Saturday night: Dinner at the Rendezvous, Grizzlies basketball game at FedExForum (or baseball at AutoZone Park, depending on the season), clubbing on Beale Street, overnight stay at the Peabody.

Sunday morning: Coffee and breakfast followed by a photo session on the Peabody rooftop. Rent a road bike or electric-assisted Aerobic Cruiser for a ride to Overton Park and the Memphis Zoo in Midtown then back downtown to bike across the Harahan Bridge over the Mississippi River to Arkansas.

Sunday afternoon: Lunch at Gus’s Fried Chicken and visit the National Civil Rights Museum.

It would be a pretty attractive package of healthy exercise, history, shopping, food, unique attributes, and the river. In a presentation to the Memphis City Council Tuesday, backers called Bass Pro a “game changer” in a tourism strategy focused on Memphis attributes that are “first, best, and only.”

The projected opening date for the Bass Pro Pyramid is August 2013. The promised benefits include 1,665 construction jobs, 576 permanent jobs, and 2 million to 4 million visitors a year.

And it seems to be within reach now that — dare anyone say it — the long march to the construction of the Bass Pro Pyramid has reached the last mile with city council approval of a financing package.

Those visitors better show up, because their sales taxes are supposed to pay for it. In the latest plan, the city will acquire Shelby County’s interest in the Memphis Cook Convention Center. Phase One of the Bass Pro deal, which includes everything west of Front Street, could cost $185 million, with $33 million from Bass Pro Shops. Phase Two includes the Pinch District retail — for which there is no private developer so far — the convention center makeover, and an expansion of the Marriott Hotel.
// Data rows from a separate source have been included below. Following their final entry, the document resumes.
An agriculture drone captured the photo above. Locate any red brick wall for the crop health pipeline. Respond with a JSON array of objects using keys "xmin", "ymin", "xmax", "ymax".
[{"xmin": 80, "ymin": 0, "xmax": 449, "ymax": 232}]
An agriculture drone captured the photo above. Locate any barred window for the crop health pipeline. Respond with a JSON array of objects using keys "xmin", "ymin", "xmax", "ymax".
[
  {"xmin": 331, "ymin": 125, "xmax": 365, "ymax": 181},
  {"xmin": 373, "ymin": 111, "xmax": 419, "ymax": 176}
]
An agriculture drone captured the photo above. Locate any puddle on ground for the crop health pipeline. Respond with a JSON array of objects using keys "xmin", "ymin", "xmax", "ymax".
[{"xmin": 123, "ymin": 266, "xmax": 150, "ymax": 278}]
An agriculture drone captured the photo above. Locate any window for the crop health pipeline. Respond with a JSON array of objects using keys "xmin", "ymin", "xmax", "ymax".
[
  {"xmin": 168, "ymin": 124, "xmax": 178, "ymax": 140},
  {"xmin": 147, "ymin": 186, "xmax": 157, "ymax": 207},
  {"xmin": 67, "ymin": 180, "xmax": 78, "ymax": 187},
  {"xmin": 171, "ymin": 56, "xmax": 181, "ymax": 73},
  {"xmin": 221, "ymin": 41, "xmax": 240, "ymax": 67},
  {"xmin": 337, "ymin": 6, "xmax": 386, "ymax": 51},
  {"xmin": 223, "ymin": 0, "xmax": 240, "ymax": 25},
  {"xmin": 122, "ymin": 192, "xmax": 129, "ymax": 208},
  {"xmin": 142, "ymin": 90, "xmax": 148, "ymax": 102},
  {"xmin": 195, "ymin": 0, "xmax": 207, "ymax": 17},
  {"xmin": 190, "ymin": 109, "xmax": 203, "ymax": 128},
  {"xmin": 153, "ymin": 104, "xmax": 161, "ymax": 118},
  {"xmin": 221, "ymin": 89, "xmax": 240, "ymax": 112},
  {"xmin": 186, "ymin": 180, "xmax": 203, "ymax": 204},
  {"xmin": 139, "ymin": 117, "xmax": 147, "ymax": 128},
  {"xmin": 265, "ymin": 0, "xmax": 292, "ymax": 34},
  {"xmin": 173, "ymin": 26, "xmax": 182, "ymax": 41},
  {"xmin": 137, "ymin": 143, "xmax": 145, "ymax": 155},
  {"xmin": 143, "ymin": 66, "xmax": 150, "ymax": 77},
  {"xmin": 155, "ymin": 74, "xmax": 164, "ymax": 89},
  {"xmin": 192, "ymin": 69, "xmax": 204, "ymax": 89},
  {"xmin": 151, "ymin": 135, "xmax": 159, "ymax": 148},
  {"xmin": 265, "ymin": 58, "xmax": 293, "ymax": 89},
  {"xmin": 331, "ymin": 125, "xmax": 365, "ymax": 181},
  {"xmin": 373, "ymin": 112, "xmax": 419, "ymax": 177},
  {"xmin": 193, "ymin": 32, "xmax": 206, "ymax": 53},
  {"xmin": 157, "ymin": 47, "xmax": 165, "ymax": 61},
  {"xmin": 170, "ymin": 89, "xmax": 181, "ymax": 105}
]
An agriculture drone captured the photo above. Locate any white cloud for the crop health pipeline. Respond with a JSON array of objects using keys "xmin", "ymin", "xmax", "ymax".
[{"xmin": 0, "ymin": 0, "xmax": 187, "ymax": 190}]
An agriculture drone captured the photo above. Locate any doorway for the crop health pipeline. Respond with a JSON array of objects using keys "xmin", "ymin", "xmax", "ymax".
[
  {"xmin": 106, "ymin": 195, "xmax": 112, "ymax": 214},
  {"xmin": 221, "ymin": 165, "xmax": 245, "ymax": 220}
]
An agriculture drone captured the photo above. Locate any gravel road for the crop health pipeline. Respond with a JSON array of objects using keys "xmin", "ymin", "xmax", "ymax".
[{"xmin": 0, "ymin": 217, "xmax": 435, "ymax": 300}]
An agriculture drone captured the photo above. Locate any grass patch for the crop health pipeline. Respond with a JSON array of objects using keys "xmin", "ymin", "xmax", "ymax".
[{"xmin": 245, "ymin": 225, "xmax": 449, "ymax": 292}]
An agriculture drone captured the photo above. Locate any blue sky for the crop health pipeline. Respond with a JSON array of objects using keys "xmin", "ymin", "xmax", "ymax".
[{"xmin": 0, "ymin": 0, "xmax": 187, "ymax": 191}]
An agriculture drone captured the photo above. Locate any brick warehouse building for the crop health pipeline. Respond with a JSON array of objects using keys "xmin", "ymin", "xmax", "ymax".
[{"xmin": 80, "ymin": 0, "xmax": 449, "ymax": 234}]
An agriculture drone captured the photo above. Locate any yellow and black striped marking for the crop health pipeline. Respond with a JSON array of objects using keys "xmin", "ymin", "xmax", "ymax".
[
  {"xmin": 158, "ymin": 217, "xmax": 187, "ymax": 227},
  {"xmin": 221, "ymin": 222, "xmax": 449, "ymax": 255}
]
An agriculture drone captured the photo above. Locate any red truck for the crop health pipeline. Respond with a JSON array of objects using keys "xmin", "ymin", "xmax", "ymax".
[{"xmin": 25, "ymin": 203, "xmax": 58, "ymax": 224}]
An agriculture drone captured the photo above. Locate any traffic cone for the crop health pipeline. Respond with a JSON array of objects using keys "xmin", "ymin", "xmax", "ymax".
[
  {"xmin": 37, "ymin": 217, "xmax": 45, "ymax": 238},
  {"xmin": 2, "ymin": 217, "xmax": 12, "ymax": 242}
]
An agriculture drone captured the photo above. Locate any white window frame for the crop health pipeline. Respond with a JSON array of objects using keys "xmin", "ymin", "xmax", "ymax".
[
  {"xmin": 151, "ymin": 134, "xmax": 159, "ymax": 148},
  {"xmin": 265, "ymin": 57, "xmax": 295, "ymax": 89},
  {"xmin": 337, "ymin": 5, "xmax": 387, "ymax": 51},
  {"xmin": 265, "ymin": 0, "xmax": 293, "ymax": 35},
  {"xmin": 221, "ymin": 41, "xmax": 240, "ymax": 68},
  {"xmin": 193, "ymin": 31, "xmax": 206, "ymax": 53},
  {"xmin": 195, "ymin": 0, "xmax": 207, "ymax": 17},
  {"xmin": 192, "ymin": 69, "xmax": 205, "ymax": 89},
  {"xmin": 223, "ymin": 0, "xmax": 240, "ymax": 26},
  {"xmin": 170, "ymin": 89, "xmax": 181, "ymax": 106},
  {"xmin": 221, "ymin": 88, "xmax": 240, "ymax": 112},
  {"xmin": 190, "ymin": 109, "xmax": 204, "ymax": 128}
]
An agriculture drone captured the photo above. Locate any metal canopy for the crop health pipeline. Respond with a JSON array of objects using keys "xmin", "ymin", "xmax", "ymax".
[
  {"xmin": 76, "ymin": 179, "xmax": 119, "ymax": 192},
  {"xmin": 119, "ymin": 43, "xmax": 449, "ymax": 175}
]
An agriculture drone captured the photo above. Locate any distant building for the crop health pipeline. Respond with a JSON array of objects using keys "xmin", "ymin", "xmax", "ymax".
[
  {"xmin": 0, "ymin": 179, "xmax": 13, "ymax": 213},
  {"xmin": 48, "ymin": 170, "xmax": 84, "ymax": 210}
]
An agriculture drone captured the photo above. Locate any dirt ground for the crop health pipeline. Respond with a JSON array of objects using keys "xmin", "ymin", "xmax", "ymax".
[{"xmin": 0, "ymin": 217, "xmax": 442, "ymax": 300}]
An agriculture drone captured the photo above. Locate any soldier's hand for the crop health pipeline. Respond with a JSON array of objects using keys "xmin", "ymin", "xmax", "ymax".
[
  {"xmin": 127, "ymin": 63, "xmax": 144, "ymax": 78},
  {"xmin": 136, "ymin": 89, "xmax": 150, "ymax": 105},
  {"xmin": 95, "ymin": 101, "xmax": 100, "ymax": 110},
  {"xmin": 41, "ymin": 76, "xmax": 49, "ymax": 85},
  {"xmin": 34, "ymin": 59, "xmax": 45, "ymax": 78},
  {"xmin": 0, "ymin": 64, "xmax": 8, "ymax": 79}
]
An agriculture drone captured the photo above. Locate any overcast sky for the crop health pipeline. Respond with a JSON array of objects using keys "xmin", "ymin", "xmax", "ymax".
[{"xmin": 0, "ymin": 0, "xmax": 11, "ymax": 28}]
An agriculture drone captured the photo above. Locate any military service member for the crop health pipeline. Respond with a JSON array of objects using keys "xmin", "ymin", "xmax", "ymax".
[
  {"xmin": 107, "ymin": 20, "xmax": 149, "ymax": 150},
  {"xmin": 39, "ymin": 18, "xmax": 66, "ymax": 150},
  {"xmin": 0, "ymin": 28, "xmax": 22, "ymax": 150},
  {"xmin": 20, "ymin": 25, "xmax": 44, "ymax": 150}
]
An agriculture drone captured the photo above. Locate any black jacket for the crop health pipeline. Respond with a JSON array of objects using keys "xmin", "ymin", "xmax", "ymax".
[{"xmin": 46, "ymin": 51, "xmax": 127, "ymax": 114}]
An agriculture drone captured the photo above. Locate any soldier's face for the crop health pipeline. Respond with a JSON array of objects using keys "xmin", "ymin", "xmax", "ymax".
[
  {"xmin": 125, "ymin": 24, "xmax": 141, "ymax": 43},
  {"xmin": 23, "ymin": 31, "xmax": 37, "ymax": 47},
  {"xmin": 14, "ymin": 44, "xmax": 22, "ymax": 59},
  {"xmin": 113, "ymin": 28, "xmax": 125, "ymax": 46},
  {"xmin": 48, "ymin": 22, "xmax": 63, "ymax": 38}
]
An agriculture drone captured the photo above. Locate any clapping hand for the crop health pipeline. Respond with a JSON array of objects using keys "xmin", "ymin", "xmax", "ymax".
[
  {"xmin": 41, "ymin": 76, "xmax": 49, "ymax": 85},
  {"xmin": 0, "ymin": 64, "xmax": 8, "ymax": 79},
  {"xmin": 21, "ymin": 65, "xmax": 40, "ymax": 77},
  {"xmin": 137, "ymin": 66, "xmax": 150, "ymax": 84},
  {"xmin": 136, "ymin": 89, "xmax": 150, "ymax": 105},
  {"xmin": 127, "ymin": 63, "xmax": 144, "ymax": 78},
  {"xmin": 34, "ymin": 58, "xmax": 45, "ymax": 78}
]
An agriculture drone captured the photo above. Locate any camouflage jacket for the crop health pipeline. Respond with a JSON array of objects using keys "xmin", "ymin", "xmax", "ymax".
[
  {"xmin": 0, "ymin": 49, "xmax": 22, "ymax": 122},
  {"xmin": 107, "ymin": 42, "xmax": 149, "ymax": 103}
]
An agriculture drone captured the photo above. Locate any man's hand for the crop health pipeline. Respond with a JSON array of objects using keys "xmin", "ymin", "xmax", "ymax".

The proposed $185 million bond issue is up from $125 million last November, when the financing application was filed with the Center City Commission. About $25 million of the increased cost is due to earthquake protection retrofitting.

Proposed features include an aquarium, restaurants, hotel, and possibly a bowling alley and shooting range inside the Pyramid, an elevator to the observation deck, a grand entrance from the south starting at Jefferson, boat demonstrations in the harbor, and an indoor swamp underlying the retail space.

“It’s really going to be an experience, something like you have never seen before,” said housing and community development director Robert Lipscomb, Bass Pro’s steadfast champion for the last six years. “The collateral investment in the convention center makeover and the Pinch District retail are as important as everything else.”

If the convention center and the tourism development zone don’t generate enough of a revenue stream to pay off the bonds, taxpayers will be on the hook. The council’s resolution authorizes “certain debt service reserve support of such bonds.”

Lipscomb calls that “the worst-case scenario.” To which some Memphians, if not some council members, might say, “So what else is new?” This is the same council that is under the gun for not paying a court-ordered $57 million to Memphis City Schools and cutting city employees’ pay by 4 percent. And the same Pyramid that has been closed for seven years in the forlorn Pinch District.

In “Memphis: City of Choice,” that is so yesterday. The mantra for the future is “build on what we are.”

Pending approval by the city council and Shelby County Commission, which has to sign off on the transfer of the convention center, construction is scheduled to begin on October 1st.